Business Management and Duties of the Board of Directors in Switzerland
Board of Directors’ Obligations and Specific Duties under the Swiss Code of Obligations
The Board of Directors (BoD) plays a fundamental role in the management and direction of a company. Its responsibilities are governed by both general principles and specific duties, clearly defined in the Swiss Code of Obligations. These guidelines establish the non-transferable and inalienable powers of the Board of Directors, as well as the specific duties it must assume.
General Principles:
In accordance with Article 716a of the Swiss Code of Obligations, the BoD is vested with non-transferable and inalienable powers. The exclusive powers of the Board of Directors include, but are not limited to:
- Directing the overall orientation of the company and issuing necessary directives.

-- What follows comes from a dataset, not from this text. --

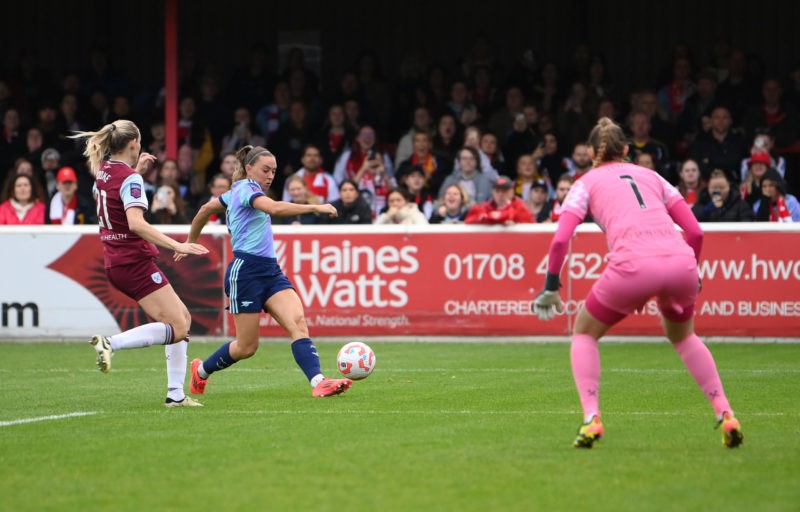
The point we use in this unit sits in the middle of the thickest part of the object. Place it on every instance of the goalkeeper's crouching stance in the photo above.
(648, 257)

- Establishing the organizational structure.
- Defining accounting principles, financial control, and developing a financial plan if necessary for the management of the company.
- Appointing and revoking those responsible for management and representation.
- Ensuring strict supervision of individuals in charge of management to ensure compliance with the law, statutes, regulations, and given instructions.
- Preparing the management report, organizing the general assembly, and implementing its decisions.
- Filing for a concordat moratorium and informing the court in case of overindebtedness.
- In the case of publicly traded company shares, preparing the remuneration report.
Additionally, the board of directors has the option to delegate to its members, individually or grouped in committees, the responsibility to prepare and execute its decisions, as well as supervise specific areas. It ensures that its members have the necessary information.
The Board of Directors has the duty to exercise rigorous financial control, establishing the company’s financial plan and exercising high-level oversight over those in charge of management. This oversight aims to ensure compliance with prevailing laws and regulations.
Under Article 717 paragraph 1 of the Swiss Code of Obligations, the BoD is bound by a duty of diligence. This obligation requires prudent and careful conduct in managing the affairs of the company.
Specific Duties:
Among the specific duties imposed on the Board of Directors, the maintenance of an early warning system holds a prominent place. This system is based on balance sheet tests and involves constant monitoring of the solvency of the company.
Article 725 paragraph 1 of the Swiss Code of Obligations states the obligation to monitor the solvency of the company. In the event of insolvency risk within six months, including a possible request for a concordat moratorium, the Board of Directors must take remedial measures.
The Board of Directors must also be vigilant regarding capital loss, as defined in Article 725a of the Swiss Code of Obligations. When equity falls below share capital, reserves, and accumulated losses, corrective measures or proposals for measures are necessary.
In cases of overindebtedness, as described in Article 725b of the Swiss Code of Obligations, the Board of Directors has the duty to file for bankruptcy, except in exceptional cases provided by law.
In summary, the Board of Directors is entrusted with general and specific obligations aimed at ensuring the financial health and legal compliance of the company, closely monitoring key indicators such as solvency, capital loss, and overindebtedness. Adhering to these obligations is essential to ensure the viability and compliance of any business.